The nation’s antitrust watchdog has launched a full-scale investigation upon suspicions that Volkswagen Korea ran false advertisements about vehicles for which it had rigged emissions tests, officials said Friday.
The probe is expected to strike a blow to the Korean unit of the German carmaker, which is already facing a separate criminal probe and a series of class action suits both in local and U.S. courts.
The Fair Trade Commission is zeroing in on speculation that the carmaker claimed to have passed U.S. and European emissions tests with excellent results, satisfying requirements for the Euro 5 standards.
“We are closely looking into whether VW vehicles have met the Euro 5 standards just like the company advertised,” a FTC official said.
The Euro 5 standard is an emission regulation adopted by the EU to limit pollutant emissions, such as nitrogen oxides and particulate matter from diesel and petrol cars, to protect public health and curb environmental problems.
From 2009, Volkswagen sent out advertisements claiming it passed emissions tests in the U.S. and Europe, using specific terms such as “Clean Diesel,” “Eco-friendly” and “Blue Motion.”
According to industry sources, the FTC has already ordered Volkswagen to submit relevant documents on its emission-rigging schemes and how it misled customers by running false advertisements.
Volkswagen, for instance, claimed that its diesel-powered Tiguan satisfied the Euro 5 Standards, despite the model having software that intentionally rigged emissions testing results.
If found to have deceived consumers by sending out false advertisements, Volkswagen could face fines of up to 2 percent of its sales.
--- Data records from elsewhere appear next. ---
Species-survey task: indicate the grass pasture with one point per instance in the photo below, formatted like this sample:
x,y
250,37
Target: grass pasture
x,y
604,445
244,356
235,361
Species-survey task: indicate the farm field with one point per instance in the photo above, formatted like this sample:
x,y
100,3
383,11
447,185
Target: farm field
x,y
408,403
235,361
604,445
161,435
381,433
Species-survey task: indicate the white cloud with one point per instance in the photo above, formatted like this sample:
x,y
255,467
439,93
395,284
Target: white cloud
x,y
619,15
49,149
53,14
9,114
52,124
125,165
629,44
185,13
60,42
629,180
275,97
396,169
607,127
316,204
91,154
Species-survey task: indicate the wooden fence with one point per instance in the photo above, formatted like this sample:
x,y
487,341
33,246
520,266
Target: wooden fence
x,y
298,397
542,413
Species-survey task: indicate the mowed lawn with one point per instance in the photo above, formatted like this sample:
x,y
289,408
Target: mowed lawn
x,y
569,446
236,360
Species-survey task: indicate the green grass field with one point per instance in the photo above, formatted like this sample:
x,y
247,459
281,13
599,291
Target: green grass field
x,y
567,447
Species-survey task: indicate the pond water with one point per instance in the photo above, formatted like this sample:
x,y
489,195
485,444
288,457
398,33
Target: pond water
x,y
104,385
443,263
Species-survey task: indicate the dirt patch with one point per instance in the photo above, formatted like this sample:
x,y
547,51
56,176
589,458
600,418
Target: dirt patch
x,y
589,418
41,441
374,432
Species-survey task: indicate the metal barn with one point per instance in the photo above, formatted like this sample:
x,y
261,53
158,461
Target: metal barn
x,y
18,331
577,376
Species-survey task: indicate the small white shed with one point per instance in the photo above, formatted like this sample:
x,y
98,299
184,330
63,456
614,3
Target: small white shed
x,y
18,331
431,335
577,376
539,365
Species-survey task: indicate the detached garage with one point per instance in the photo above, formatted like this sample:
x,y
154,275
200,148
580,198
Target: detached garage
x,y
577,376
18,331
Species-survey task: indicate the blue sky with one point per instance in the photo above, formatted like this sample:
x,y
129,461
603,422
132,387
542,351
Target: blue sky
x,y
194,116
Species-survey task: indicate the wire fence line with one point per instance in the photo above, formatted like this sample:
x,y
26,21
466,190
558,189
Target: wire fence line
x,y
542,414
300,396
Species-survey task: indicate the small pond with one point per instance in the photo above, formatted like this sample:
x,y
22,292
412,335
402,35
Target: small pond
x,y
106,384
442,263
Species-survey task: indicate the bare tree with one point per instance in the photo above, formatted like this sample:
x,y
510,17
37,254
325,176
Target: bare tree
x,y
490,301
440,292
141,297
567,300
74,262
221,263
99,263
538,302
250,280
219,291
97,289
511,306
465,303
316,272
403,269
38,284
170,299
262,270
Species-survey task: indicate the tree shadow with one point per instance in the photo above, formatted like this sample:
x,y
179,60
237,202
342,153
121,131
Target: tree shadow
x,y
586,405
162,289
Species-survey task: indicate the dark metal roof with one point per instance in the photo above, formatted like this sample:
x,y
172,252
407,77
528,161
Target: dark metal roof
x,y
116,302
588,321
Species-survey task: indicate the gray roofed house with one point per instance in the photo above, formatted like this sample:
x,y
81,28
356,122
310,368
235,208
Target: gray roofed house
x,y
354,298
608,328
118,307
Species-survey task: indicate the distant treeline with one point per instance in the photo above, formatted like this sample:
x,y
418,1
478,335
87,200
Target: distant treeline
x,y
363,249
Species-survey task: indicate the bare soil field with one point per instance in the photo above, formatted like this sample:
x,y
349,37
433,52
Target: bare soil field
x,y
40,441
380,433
Volkswagen Korea sold about 125,000 cars equipped with the cheat device, worth approximately 3.5 trillion won ($2.92 billion).
The FTC could send the case to the prosecution and bring more civil lawsuits.
Legal experts say that consumers can hold Volkswagen Korea responsible if the FTC confirms that Volkswagen has violated the law on labeling and advertisements.
On Wednesday, Seoul Central District Prosecutors’ Office launched a separately probe into a criminal suit filed by the Environment Ministry against VW Korea. The ministry sued Johannes Thammer, managing director of Audi Volkswagen Korea, for failing to satisfy the nation’s legal requirements in its recall plan.
The surprising move came after the ministry revoked the certification for tested models and banned their sales in November. It also fined the German carmaker about 14 billion won, drawing harsh criticism from the public for being too soft.